Last week I also said that, while it’s perfectly fine and appropriate that we understand our happily-ever-after dwelling place as occurring after we die—in heaven—as it were, Jesus actually means something more immediate.
Something that’s true right now!
This year on Easter Sunday itself and the first Sunday after Easter we focused on how Jesus came to where his disciples were behind closed doors to give them peace.
Jesus does it on Easter itself, coming to where they were, behind closed doors. And he did it again the following week, making sure to come to Thomas who had been missing the week before.
In a message titled “It’s Spread by Breathing!” we talked about how Jesus gave peace to his disciples when they were locked and barricaded behind closed doors, by breathing on them!
We didn’t talk about it this way then but, in many ways, this is how the Gospel of John describes what the books of Luke and Act say happens on the Day of Pentecost.
John seems to enjoy doing this, taking stories already familiar to us and telling them differently. I guess we could say John loves “reframing” them!
In our readings this week and last, Jesus had promised that he would only be away a short time from his followers. And that they should reframe his going away—in death—as the brief journey a bridegroom makes to prepare the dwelling place for him and his bride to live in happily ever-after.
And, already, her—on Easter—Jesus is fulfilling that promise!
Right then and there, by breathing on them, Jesus shares himself with his disciples, joining them together as one.
And that means a long-promised Biblical dream has just come true!
When God’s people were in the midst of their darkest days—when they had lost their land, their king, and their Temple—God sent prophets to reassure them of better days ahead.
In, perhaps, its most famous expression, God sent Jeremiah to say to them, “The days are surely coming, says the LORD, when I will make a new covenant with the house of Israel and the house of Judah.”
“It will not be like the covenant that I made with their ancestors … —a covenant that they broke, … says the LORD.
“But this is the covenant that I will make … after those days, says the LORD: I will put my law within them, and I will write it on their hearts; and I will be their God, and they shall be my people.
No longer shall they teach one another, or say to each other, ‘Know the LORD,’ for they shall all know me, from the least of them to the greatest, … for I will forgive their iniquity, and remember their sin no more.”
What a dream—which is repeated by other prophets—that is!
A time would come when God would perform a miracle. He would give his people new hearts, the gift of which would overcome their disobedience and separation from God. But how could that be, and when?
Do you see now why, on each of these services in the season of Easter, we’ve begun our worship with Thanksgiving for Baptism? (You have been doing that each week, haven’t you? You haven’t been skipping it?)
By faith, we trust that in each of our baptisms, that dream has come true for us, in us, and to us!

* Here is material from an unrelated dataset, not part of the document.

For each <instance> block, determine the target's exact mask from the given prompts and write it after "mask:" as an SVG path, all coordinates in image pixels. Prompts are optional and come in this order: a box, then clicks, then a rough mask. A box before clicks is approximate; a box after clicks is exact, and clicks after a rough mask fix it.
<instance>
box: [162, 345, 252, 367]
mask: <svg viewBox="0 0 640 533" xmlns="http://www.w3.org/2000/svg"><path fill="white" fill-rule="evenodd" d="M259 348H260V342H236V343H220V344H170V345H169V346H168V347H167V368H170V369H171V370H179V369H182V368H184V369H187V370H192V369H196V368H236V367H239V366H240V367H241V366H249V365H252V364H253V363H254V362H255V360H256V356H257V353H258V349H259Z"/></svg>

“Joined to Christ in the waters of baptism,” we say in the Thanksgiving for Baptism liturgy, “we are raised with him to new life.”

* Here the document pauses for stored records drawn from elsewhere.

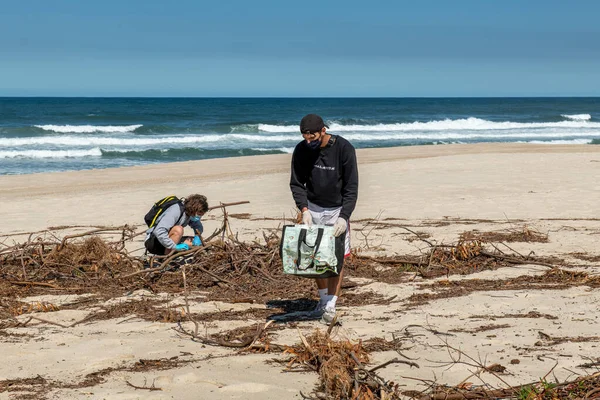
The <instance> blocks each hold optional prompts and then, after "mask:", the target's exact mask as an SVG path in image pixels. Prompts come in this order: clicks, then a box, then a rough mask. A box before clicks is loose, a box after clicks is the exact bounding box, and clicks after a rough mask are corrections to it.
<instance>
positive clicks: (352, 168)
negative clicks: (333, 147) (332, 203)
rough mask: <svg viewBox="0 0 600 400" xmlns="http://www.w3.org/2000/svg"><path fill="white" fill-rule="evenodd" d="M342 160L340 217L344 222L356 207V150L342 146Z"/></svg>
mask: <svg viewBox="0 0 600 400" xmlns="http://www.w3.org/2000/svg"><path fill="white" fill-rule="evenodd" d="M341 158H342V211H340V217H342V218H344V219H345V220H346V221H349V220H350V216H351V215H352V212H353V211H354V207H356V200H358V166H357V164H356V150H354V147H353V146H352V145H351V144H350V143H348V144H347V145H346V146H344V148H343V150H342V154H341Z"/></svg>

“We give you thanks, … for in the beginning you created us in your image …. When we did not know the way, you sent the Good Shepherd to lead us …. [G]ive us the life only you can give.”

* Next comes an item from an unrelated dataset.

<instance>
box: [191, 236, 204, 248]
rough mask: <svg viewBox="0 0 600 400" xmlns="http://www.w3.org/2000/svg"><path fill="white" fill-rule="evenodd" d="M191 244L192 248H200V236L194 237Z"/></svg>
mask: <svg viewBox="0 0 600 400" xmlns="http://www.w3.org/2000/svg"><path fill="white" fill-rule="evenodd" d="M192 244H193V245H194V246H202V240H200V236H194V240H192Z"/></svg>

It is not easy to live by faith, trusting that God’s promises are dreams that have come true in us. As Luther taught over and over again—and he was basing it on the writing of St. Paul—that, just as Jesus needed to entrust himself to God when it seemed God had abandoned him, so we need to trust that God’s promises to us in baptism are true, even when there is little evidence of it!
“Joined to Christ in the waters of baptism, we are raised with him to new life.”
And so, again, “We give you thanks, … for in the beginning you created us in your image …. When we did not know the way, you sent the Good Shepherd to lead us ….
“[G]ive us the life only you can give.” And make our dreams come true. In Jesus’ name. Amen!